Pound firmer amid UK political drama

While there was plenty of high political drama in the UK yesterday, the response in markets was relatively muted. As had been flagged over the weekend, Keir Starmer announced that he was stepping down as Labour Party leader and Prime Minister, and looks set to be succeeded unopposed by Andy Burnham after would-be leadership contender Wes Streeting declared he was stepping aside in favour of Burnham. This has led to speculation that Streeting may get the job of Chanceller in a new government, which would probably find favour with markets. With the uncertainty of a drawn-out leadership contest out of the way (it seems), the pound regained some ground against both the euro and the dollar. It is trading at around £0.8630 versus the single currency this morning, having closed out last week at about £0.8670, and at circa $1.3250 versus the dollar, after briefly dipping below the $1.32 level early yesterday morning. Meanwhile, the euro has lost further ground to the dollar after comments by ECB President Lagarde prompted some paring back of rate hike expectations.
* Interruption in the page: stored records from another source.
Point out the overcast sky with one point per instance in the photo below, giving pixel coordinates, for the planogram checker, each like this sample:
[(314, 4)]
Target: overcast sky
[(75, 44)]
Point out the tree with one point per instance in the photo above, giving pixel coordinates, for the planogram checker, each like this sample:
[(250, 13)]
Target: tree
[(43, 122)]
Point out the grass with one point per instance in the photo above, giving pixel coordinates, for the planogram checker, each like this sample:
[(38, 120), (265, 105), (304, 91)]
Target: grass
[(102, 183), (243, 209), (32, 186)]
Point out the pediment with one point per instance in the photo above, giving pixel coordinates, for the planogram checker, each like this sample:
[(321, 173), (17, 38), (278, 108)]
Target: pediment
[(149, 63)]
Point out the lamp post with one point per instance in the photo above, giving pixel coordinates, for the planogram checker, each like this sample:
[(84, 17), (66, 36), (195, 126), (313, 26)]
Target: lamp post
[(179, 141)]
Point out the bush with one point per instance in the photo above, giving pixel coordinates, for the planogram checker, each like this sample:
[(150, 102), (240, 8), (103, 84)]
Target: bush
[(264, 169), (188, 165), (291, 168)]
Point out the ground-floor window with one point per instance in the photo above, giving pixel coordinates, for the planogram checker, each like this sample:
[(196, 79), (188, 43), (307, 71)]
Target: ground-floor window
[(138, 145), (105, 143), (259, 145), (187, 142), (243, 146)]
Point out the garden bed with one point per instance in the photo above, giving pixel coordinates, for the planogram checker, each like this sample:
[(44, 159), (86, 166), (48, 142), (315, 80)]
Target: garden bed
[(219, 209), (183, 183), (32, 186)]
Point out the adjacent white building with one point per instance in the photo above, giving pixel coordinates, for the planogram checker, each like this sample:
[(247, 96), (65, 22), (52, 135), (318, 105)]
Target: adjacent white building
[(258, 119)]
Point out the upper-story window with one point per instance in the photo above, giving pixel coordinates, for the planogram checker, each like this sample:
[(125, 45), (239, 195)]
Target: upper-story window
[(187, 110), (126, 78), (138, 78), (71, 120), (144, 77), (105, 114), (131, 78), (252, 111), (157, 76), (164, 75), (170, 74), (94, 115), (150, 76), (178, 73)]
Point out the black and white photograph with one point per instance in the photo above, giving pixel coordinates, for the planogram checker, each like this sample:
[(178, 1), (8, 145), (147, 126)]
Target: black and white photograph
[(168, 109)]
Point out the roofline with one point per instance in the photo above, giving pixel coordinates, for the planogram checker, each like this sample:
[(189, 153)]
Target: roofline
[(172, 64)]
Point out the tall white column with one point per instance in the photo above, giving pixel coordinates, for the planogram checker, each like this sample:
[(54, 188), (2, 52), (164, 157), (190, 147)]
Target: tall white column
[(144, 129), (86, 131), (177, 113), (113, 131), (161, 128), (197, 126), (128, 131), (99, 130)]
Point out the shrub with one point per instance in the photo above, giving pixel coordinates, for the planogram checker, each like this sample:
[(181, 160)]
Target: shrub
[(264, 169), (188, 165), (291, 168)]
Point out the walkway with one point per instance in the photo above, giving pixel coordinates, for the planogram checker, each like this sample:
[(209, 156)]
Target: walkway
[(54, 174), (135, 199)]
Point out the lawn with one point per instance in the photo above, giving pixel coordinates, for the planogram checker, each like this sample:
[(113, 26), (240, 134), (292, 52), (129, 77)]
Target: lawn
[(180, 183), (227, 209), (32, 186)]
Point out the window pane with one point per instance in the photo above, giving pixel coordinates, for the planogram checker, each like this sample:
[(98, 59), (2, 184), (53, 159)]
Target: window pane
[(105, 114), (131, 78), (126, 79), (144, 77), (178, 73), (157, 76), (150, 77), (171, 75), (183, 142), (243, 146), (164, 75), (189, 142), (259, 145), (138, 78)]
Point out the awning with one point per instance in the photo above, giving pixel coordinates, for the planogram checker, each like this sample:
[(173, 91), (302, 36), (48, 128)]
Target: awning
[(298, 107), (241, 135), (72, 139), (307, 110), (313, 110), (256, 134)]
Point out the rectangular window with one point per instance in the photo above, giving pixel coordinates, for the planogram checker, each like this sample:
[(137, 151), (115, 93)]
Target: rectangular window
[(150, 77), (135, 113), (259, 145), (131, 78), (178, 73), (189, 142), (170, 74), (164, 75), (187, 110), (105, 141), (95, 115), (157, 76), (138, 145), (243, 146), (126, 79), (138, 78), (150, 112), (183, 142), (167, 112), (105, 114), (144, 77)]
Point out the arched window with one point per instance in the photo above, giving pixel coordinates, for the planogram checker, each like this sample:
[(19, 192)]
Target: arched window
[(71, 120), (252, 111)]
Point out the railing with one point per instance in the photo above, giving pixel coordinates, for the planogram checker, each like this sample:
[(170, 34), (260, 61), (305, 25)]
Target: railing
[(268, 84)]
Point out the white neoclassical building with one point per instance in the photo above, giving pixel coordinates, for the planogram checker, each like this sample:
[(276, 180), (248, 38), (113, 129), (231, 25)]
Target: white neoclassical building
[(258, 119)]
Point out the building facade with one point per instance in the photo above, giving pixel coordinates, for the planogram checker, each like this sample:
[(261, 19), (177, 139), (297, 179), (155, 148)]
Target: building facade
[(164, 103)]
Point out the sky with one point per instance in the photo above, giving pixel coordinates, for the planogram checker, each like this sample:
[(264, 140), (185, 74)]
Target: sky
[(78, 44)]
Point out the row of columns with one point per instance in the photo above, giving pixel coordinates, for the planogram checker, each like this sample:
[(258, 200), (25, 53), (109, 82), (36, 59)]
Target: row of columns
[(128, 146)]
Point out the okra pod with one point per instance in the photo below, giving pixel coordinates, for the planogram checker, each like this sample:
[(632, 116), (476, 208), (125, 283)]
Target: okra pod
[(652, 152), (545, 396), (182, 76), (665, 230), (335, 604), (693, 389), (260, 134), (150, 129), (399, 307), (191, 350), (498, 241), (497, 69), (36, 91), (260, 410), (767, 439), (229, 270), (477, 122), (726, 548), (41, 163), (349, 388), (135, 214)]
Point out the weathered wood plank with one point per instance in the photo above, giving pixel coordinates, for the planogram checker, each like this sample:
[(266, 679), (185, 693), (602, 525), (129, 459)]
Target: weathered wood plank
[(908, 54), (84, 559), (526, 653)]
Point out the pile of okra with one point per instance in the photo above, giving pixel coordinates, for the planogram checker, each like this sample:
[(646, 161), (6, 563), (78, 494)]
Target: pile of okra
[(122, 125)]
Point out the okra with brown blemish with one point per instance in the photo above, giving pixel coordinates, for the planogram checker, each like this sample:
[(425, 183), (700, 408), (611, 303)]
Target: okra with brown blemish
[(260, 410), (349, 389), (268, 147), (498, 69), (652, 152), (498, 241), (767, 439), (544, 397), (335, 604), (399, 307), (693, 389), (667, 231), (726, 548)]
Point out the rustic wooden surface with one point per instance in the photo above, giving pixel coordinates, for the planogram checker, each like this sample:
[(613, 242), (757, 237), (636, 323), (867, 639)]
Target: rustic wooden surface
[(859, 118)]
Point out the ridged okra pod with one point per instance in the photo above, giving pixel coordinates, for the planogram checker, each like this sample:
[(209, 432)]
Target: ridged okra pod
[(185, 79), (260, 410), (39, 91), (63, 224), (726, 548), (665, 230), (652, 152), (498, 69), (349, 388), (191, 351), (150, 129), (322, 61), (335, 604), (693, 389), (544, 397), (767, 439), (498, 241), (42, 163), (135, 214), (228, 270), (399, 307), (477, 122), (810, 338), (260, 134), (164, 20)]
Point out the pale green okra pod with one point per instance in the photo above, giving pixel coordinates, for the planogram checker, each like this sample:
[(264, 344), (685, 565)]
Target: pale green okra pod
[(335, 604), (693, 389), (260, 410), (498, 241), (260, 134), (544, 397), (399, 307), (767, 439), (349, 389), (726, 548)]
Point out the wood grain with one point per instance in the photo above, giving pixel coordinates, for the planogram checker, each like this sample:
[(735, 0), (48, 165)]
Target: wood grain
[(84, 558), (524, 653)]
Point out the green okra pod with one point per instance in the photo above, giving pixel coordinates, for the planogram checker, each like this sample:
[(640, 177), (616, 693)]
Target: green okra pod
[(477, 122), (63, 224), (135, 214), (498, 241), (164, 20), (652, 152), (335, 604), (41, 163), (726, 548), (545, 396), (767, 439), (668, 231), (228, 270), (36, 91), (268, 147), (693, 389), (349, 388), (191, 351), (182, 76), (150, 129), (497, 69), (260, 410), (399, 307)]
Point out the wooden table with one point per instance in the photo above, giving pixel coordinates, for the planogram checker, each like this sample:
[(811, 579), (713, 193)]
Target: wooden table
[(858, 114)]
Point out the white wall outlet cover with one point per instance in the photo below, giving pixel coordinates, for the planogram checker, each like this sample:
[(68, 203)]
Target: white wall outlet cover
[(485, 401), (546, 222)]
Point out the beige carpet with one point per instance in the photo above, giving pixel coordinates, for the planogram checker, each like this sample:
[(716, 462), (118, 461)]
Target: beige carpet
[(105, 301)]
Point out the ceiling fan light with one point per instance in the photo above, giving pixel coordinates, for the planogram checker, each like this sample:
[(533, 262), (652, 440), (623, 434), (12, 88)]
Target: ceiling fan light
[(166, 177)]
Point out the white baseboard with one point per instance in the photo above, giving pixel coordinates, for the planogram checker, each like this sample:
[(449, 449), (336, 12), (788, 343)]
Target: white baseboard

It is trading at around $1.1435, not far shy of its year-to-date low of circa £1.1410.

US short-dated government bond yields backed up further yesterday, extending the increase set in train by last Wednesday’s hawkish Fed meeting, with 2-year yields rising by around 5bps, while 10-year yields were also around 5bps higher, closing at just over 4.5%. German and UK yields were both lower, falling by around 3-5bps, with UK bonds marginally outperforming on the day. Yields generally are nudging lower this morning amid a further fall in oil prices (as US VP Vance hails good progress in the talks with Iran) and weak equity markets. Asian stocks were a good deal lower overnight, led by a 10% fall in South Korea’s KOSPI index, which will weigh on European and US stocks today.

In remarks yesterday, ECB President Christine Lagarde said the energy price “shock is too large to look through without jeopardising our (inflation) target” – hence the 25bps rate hike earlier this month – but she added that “we see no evidence yet of de-anchoring of inflation expectations or second-round effects that would warrant a more forceful (monetary) policy response.” The latter provided some reassurance for markets, which pared back expectations for further tightening over the remainder of this year (to about 30bps or so).

For the day ahead, flash PMIs for June are due in the Euro area, UK and the US. They will provide an update on how the main economies are faring in the face of the energy price shock triggered by the war in Iran. A number of ECB and BoE members are scheduled to speak over the course of the day.